Colour photographs. He flipped quickly through them: naked children, usually girls. They were not particularly pornographic: The children were not making sexual advances or feigning activities they were too young for. Paulson wondered where he had got them from. There was a shop right in the centre of town where he certainly could have got them — and much worse than these. Or he could have found a like-minded mate who specialised in photography.

He sighed and put the envelope in a plastic bag. He had the evidence for Clark’s interest in children. But Clark had been careful to keep nothing that would suggest an urge to kill them. Paulson thought with a heavy heart of all the children, many of them around twelve or thirteen, who had gone missing in the Leeds area and had never been heard of again. Often they had parents who were no more interested in them than Annaleese’s grandmother. Or indeed than Annaleese’s parents, who had made no contact with the police investigation.

Back at police headquarters he sat thinking in his chair. Nothing to connect this old man with violence or murder. But what about the daughter? Was she still alive and living at a distance as he had told the mother at the school gates? Not necessarily so: She could be dead, long dead maybe. And if there ever had been such a thing as a granddaughter, was she still alive? How on earth was he to trace either of them?

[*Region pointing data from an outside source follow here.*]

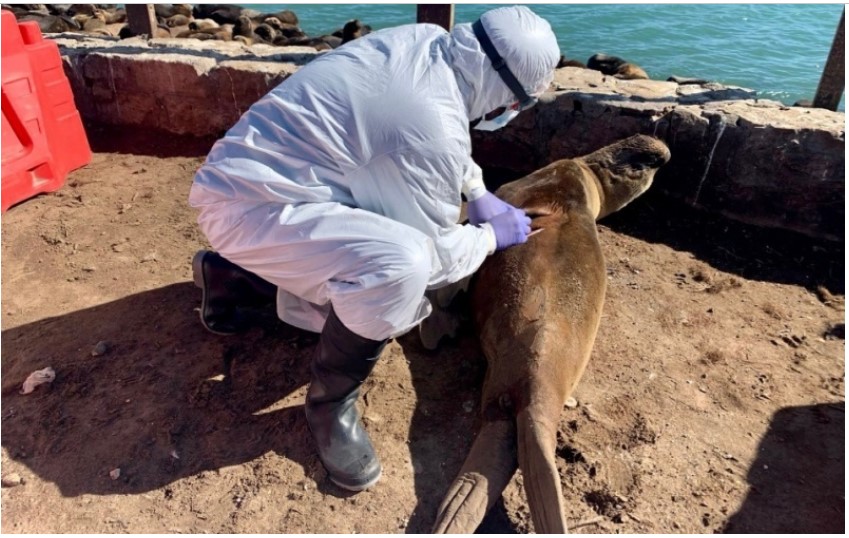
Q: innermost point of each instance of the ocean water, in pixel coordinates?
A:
(779, 50)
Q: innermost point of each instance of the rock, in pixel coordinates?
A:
(101, 348)
(11, 480)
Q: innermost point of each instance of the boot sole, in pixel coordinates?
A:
(200, 282)
(358, 487)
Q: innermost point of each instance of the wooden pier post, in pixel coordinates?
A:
(141, 18)
(441, 14)
(832, 83)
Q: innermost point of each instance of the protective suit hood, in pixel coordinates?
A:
(524, 40)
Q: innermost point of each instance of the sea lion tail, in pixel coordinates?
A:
(487, 471)
(537, 439)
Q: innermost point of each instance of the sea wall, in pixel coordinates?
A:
(752, 160)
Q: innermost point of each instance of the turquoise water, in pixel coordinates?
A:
(777, 49)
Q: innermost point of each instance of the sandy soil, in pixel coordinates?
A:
(714, 400)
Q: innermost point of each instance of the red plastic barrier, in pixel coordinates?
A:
(43, 136)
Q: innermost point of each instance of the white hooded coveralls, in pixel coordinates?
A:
(342, 185)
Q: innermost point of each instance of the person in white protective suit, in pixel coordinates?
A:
(340, 191)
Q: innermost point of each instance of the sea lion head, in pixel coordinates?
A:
(625, 170)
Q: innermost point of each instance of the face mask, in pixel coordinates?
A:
(497, 122)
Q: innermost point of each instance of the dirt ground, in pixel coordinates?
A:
(714, 401)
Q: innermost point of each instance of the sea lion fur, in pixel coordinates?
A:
(537, 330)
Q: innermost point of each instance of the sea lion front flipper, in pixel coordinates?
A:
(486, 472)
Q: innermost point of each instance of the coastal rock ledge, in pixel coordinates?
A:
(749, 159)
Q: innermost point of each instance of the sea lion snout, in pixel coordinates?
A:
(625, 170)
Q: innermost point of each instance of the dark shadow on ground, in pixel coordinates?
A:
(165, 401)
(797, 483)
(145, 141)
(752, 252)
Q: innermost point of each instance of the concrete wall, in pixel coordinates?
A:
(752, 160)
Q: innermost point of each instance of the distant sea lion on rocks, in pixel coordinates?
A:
(286, 17)
(51, 24)
(616, 67)
(352, 30)
(537, 308)
(177, 20)
(565, 62)
(243, 30)
(166, 11)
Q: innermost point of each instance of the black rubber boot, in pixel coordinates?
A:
(343, 360)
(227, 287)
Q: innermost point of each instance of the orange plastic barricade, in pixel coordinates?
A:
(43, 135)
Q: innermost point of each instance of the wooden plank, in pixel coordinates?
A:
(141, 18)
(833, 81)
(441, 14)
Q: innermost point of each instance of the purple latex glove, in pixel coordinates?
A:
(511, 228)
(486, 207)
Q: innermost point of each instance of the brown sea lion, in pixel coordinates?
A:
(566, 62)
(244, 29)
(286, 17)
(616, 67)
(538, 329)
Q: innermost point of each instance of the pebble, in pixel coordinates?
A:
(101, 348)
(11, 480)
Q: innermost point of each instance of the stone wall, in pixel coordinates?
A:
(752, 160)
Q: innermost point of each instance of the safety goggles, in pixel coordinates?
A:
(524, 101)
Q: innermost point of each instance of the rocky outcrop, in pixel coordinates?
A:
(753, 160)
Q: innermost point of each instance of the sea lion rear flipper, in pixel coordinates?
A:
(486, 472)
(537, 441)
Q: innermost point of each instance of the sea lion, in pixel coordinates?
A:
(537, 330)
(286, 17)
(616, 67)
(177, 20)
(244, 29)
(200, 25)
(353, 29)
(567, 62)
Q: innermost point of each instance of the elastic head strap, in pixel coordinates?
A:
(498, 63)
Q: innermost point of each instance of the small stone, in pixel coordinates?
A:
(101, 348)
(11, 480)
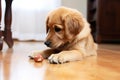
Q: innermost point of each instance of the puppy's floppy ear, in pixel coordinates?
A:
(73, 25)
(47, 28)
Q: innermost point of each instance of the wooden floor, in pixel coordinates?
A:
(15, 65)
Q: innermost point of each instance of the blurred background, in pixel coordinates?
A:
(28, 16)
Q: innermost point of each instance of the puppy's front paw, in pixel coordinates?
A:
(34, 53)
(57, 59)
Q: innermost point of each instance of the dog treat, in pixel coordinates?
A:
(37, 58)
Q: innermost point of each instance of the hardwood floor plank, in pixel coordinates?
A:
(15, 65)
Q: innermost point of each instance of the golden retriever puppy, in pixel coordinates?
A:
(68, 36)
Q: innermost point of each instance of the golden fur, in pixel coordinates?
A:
(69, 36)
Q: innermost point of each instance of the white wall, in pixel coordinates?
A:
(80, 5)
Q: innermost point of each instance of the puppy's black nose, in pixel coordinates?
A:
(47, 43)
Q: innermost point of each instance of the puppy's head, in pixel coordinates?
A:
(62, 26)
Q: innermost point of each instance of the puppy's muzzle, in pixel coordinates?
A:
(47, 43)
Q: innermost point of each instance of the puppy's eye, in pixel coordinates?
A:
(57, 29)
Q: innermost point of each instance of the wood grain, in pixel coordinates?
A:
(15, 65)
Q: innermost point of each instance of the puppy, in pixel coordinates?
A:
(68, 36)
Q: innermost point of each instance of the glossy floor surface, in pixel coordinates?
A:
(15, 65)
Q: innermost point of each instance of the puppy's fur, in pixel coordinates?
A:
(69, 36)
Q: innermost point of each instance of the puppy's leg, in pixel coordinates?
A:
(45, 53)
(66, 56)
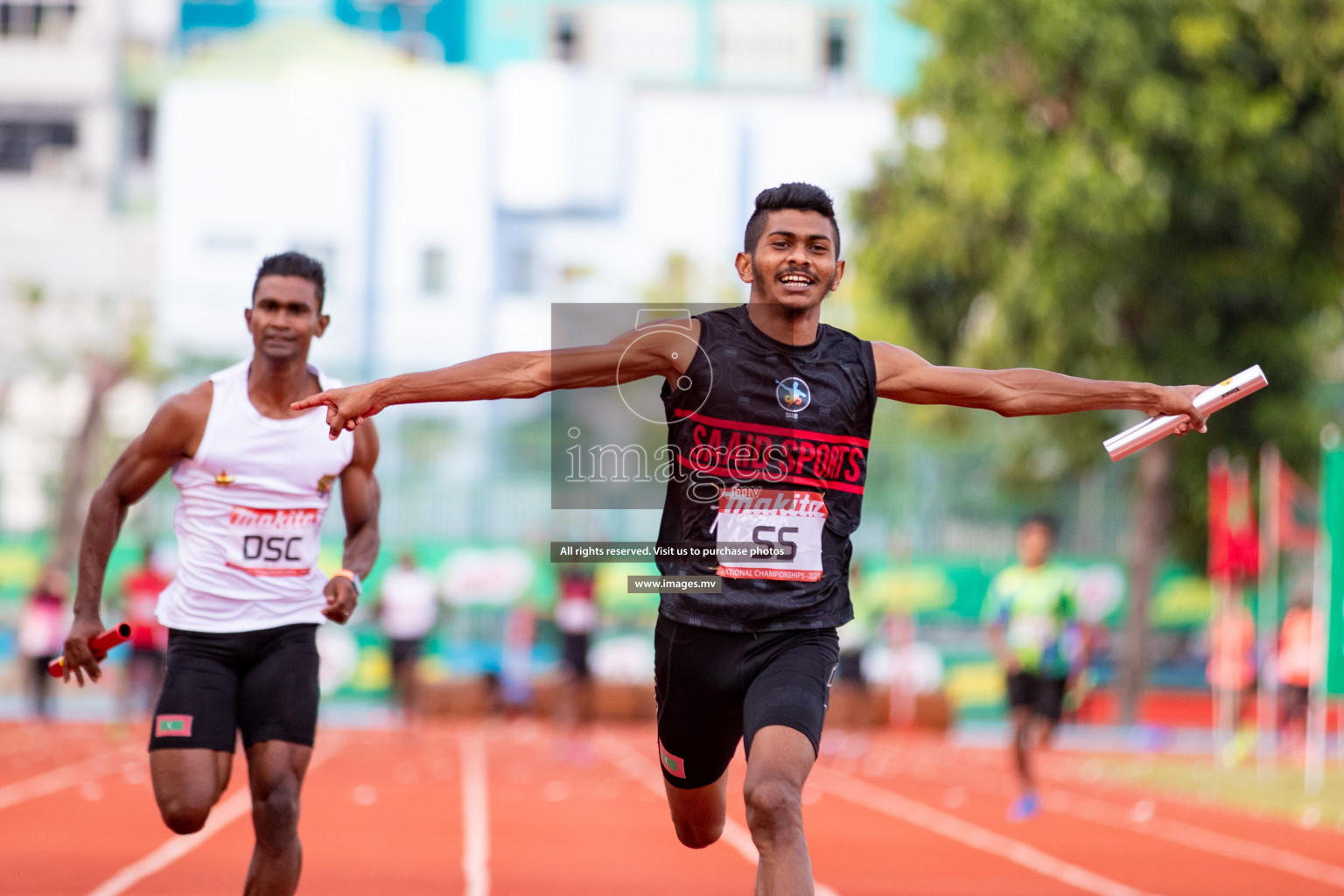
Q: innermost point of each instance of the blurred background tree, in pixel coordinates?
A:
(1138, 190)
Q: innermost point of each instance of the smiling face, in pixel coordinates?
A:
(284, 318)
(794, 262)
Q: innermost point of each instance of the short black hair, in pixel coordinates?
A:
(1047, 520)
(797, 196)
(293, 265)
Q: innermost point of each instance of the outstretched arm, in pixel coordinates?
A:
(173, 433)
(663, 349)
(905, 376)
(360, 497)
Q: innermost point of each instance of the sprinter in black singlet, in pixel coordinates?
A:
(769, 416)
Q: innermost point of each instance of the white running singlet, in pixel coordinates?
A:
(253, 501)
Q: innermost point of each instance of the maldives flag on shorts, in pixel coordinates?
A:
(1233, 540)
(1298, 512)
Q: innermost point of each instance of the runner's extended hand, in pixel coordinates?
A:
(346, 407)
(78, 657)
(1179, 399)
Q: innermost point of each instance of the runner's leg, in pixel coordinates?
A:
(276, 773)
(697, 815)
(777, 768)
(277, 715)
(193, 728)
(187, 785)
(1022, 719)
(699, 724)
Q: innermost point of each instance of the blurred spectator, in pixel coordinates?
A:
(408, 612)
(1298, 665)
(515, 685)
(42, 635)
(577, 620)
(1031, 614)
(148, 637)
(1231, 652)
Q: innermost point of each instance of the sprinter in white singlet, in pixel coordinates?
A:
(256, 480)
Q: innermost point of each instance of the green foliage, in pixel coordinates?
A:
(1125, 190)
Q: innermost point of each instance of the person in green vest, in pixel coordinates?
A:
(1031, 614)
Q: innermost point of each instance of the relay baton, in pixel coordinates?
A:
(100, 645)
(1144, 434)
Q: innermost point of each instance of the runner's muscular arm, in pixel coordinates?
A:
(360, 499)
(172, 434)
(905, 376)
(654, 351)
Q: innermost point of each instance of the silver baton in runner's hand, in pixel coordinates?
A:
(1144, 434)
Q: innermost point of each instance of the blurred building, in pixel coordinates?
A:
(578, 152)
(75, 230)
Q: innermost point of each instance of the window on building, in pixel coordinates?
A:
(836, 52)
(434, 270)
(143, 132)
(24, 136)
(766, 45)
(50, 20)
(566, 37)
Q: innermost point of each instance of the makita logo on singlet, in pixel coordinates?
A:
(275, 519)
(742, 500)
(776, 454)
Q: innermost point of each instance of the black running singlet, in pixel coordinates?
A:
(770, 446)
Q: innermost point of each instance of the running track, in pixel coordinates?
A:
(488, 808)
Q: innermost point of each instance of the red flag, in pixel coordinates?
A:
(1298, 512)
(1233, 539)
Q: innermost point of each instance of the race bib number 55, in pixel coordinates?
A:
(787, 526)
(277, 542)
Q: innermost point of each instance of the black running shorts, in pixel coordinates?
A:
(1043, 696)
(261, 682)
(715, 687)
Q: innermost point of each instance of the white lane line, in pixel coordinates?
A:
(639, 768)
(1181, 833)
(173, 850)
(1196, 837)
(57, 780)
(476, 816)
(226, 812)
(975, 836)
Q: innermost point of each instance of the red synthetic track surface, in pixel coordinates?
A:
(391, 813)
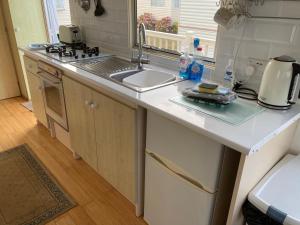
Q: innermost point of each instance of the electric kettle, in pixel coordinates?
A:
(280, 84)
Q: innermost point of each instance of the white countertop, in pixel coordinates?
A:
(247, 138)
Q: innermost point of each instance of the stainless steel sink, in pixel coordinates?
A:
(116, 70)
(122, 75)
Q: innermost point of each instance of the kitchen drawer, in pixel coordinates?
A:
(171, 200)
(30, 65)
(193, 154)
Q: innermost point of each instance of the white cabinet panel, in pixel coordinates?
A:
(198, 156)
(170, 199)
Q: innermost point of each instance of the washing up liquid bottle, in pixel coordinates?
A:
(229, 76)
(196, 70)
(183, 65)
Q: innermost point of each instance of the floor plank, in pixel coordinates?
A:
(98, 202)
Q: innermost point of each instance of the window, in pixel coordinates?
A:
(158, 3)
(60, 4)
(173, 27)
(175, 4)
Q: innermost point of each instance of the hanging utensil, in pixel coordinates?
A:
(99, 11)
(85, 4)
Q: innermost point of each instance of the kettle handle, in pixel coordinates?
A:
(295, 84)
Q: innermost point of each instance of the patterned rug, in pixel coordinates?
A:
(29, 194)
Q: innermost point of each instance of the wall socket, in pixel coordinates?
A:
(259, 64)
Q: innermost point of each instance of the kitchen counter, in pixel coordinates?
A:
(246, 138)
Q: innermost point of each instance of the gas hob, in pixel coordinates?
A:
(66, 54)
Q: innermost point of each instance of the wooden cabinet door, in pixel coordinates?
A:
(36, 93)
(81, 120)
(115, 138)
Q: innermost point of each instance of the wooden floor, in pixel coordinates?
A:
(98, 202)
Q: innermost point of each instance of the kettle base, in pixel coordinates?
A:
(276, 107)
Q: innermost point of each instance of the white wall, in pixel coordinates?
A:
(264, 39)
(64, 17)
(110, 31)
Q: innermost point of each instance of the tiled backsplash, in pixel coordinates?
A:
(263, 39)
(110, 31)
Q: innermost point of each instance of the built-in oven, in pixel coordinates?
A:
(53, 93)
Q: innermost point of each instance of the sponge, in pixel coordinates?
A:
(208, 88)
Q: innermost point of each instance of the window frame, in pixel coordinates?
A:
(175, 6)
(60, 8)
(163, 4)
(160, 51)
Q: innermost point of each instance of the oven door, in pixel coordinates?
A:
(54, 99)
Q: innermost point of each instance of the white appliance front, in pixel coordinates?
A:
(54, 98)
(173, 199)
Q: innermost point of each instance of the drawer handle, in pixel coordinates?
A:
(186, 178)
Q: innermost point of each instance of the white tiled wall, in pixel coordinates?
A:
(263, 39)
(110, 31)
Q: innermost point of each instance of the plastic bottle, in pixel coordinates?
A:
(229, 76)
(196, 70)
(184, 65)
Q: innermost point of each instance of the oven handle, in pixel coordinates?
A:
(49, 77)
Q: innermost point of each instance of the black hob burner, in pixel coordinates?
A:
(69, 53)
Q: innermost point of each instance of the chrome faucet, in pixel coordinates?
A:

He was interrupted by the phone.

“Sir, I think this is for you. A Mr. Brown. He asked for the man in charge of the missing girl case. Yours is the highest profile.”

“Okay. Put him on.”

“Inspector Paulson, I believe?” came an elderly voice, making the Inspector wonder whether it was Charlie Clark. “I expect you know the Backleigh Golf Course?”

“Yes, of course. It’s not that far from the number forty-two bus stop, on the thirty-eight bus route.”

“That’s right. There’s a bit of waste ground the kids sometimes play on, and then the early holes. Now I’m a newcomer to golf, Inspector, and I’m not getting the hang of it very fast. I’m especially bad at teeing off. Still got the strength, but not a bit of the accuracy. They go off at all angles. That’s why my shot for the second hole went way off the green, and into a patch of trees, brambles, and plastic drink bottles between the golf course and the bit of waste ground.”

“And you found something?”

“I think so. I don’t want to look. There’s a filthy old blanket, probably been there for years and left by one of the rough sleepers. But underneath the blanket is something — not weeds or anything, but — well, I’ve felt with my iron and like I said, it doesn’t feel right. I’m there now.”